Can't Happen Fast Enough

The ethanol industry is struggling and a number of players are facing bankrupcy:

The ethanol industry built tremendous production and transportation infrastructure. It was a "if we build it, they will come" strategy.

Then, the world fell apart. Prices for gas at the pump are back down well below $3 instead of being headed toward $5 as they were in August.

Verasun says it will keep operating, but common shareholders have been crushed to death. The stock was at nearly $18 late last year. Now it is under $.40.

The only quibble I have is in the first sentence.  I would would have written the ethanol strategy as "If we seek rents, they will come."


  1. Fred from Canuckistan . . .:

    Hey no worries.

    The next president will save them from themselves. The ethanol industry may have to wait until the rising seas have been turned back or Osama's cave condo has been located, but they both believe ethanol is the magic fuel.

  2. Allen:

    Seems like with the subsidies they'll still be around. It's just hard to see right now how they're going to possibly scale up the way they were planning to and become a major playing in the fuel market.

  3. K:

    Not to worry.

    The ethanol producers associations are asking states to mandate and/or subsidize more ethanol usage. They contend drivers demand more ethanol but the oil companies are selling lower blends, usually 10% ethanol.

    One scheme. The state pays station owners to buy pure gasoline and then add whatever percent of ethanol each customers wants. The state pays for the new equipment the station owner needs to do this.
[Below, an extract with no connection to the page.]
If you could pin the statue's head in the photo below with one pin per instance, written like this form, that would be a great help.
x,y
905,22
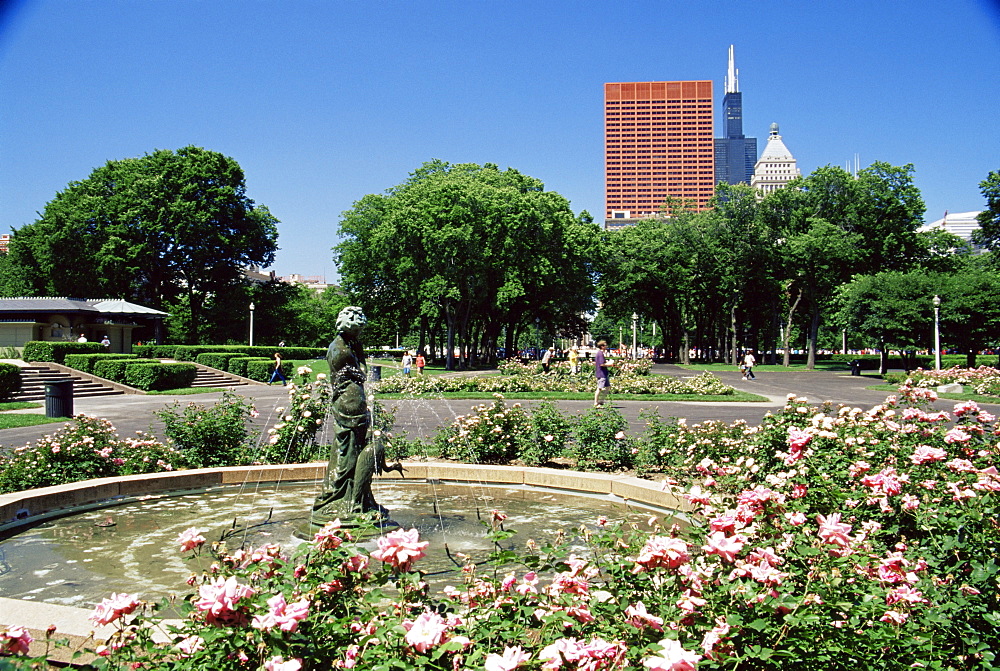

The more ethanol the customer requests the cheaper the pump price per gallon. And the subsidies keep it cheaper for the service station too.

    It would be simpler to order that ethanol is free. No cost to anyone, the state pays for it.

  4. DaveK:

    The fuel-ethanol industry has been nothing but a tax and subsidy scam from its very inception. The true economics can never compete with petroleum-based fuels. And the environmental rationale for adding oxygenates to fuel (significantly better combustion characteristics) had pretty much disappeared by the time those mandates were implemented... high-tech fuel metering systems in new, fuel-injected cars were well on their way to replacing the older carburetted systems that benefited most from the oxygenate additions.

    I have zero sympathy for the failing ethanol-fuel industry.


  5. xpatUSA:

    DaveK says: "The true economics can never compete with petroleum-based fuels". Never say never?

    I agree that there is an oversupply of ethanol and feel sorry for those companies such as VSE that are having liquidity problems. But ethanol is here to stay. We're past Peak Oil, IMHO, and crude is going away. Sooner, rather than later, demand will be exceeding all available supply.

    I would say that today's low gas prices are more a consequence of market gyrations than a suddenly endless supply of crude. It'll go back up and up and up.

    BTW, a Kroger's near me is kindly selling E85 for about 30 cents less than regular gas. I've been experimenting with various ratios of E85 to regular gas. It seems to take 40 to 50% with a slight loss of power but no "check engine" light. I'm too chicken to try 100% E85 because, without modification, an engine runs too lean which makes it run hot and does the valves and seats no good at all.


  6. skh.pcola:

    Until the envirofascists quit impeding the exploration for and extraction of petroleum, "Peak Oil" is a myth. Supply is artificially constrained by those who have a dystopian view of capitalist ideals.

  7. DaveK:

    Ok, you're right... never say "never!" Especially when government subsidies are involved.

    But the economics of ethanol production depend on an agricultural industry producing the feedstocks. That Ag industry requires energy to run it, not just for the mechanical "farming" aspect. There is also a lot of fertilizer involved, and that too requires energy... virtually all the affordable nitrogen fertilizers come from natural gas feedstocks. Then, too, you have to process the feedstocks to make the ethanol, so yet more energy is required.

    So, the higher the cost of the fossil fuels, the higher the cost of producing ethanol.

    Is ethanol cheap now? Sure, but that's a temporary issue of oversupply, coupled with vast government subsidies and fuel recipe mandates that have propped up the ethanol industry. Like I said, I have zero sympathy for the big ethanol companies who are now having problems. They knew from the beginning that the basic economics of their business were worse than shaky, but proceeded on the basis that the government would give them handouts.

    And as far as agricultural ethanol ever being a long-term alternative to fossil fuels, that's such a joke. If fossil fuels ever get that expensive, we'll be turning to nuclear to provide the power we need, including for transportation. Solar, wind, hydro, and other energy sources will have their role, but the enormous scale of energy required to run a healthy economy is such that only nuclear could fill the hole. And once you make that switch, the need for something like ethanol as a fuel just about disappears.

    So, in practical terms, ethanol can never compete.